İşte 21 Mart, işte Newroz, işte Amed. Ankara, Tayip Erdoğan bu meydanı gör artık. Bu meydandan yükselen barış, özgürlük çığlıklarını, tecride öfkeyi artık görün. Üç maymunu oynamaktan vazgeçin. Bir halka direne direne özgürlük ve barış için bu meydanda bir kez daha haykırıyor. Sesimiz Ankara’ya, Saray’a gidiyor. Bu sesi duymazsanız, işte o zaman bizde size bir kez daha bu halkın barıştan, demokrasiden, özgürlüklerden vazgeçmeyeceğini söylüyoruz. 

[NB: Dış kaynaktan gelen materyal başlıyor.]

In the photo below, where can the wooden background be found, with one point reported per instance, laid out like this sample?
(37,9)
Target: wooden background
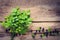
(45,13)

'31 MART'TA ZALİMLERE KARŞI SEÇİM YAPACAĞIZ' 

İşte 21 Mart, işte 31 Mart. Seçimlere on gün kaldı. 31 Mart’ta bizler zalimlere karşı seçimlere gireceğiz. Tek adam rejimine karşı, AKP-MHP rejimine karşı seçimlere gireceğiz. Bu faşist ittifakın hırsızlığına, talanına karşı seçimlere gireceğiz. Kadınları her alanda yok sayan, tekçi erkek rejimine karşı seçimlere gireceğiz. Bizler 31 Mart’ta tek dil, tek millet, tek ben diyen zihniyete karşı seçimlere gireceğiz. Bizler hakkın, hukukun üstünlüğünü yok sayanlara karşı seçimlere gireceğiz. Halkımızın yoksulluğa, işsizliğe, çocuklarımızı karanlık geleceğe mahkum edenlere karşı seçimlere gireceğiz. Halkın iradesini tanımayan, kayyumlara gasp edenlere karşı seçimlere gireceğiz. Halkımız 31 Mart seçimlerine yüz yılın en karanlık iktidarına karşı bizimle beraber yürüyecek, bu zihniyeti tarihin çöplüğüne gönderecektir. 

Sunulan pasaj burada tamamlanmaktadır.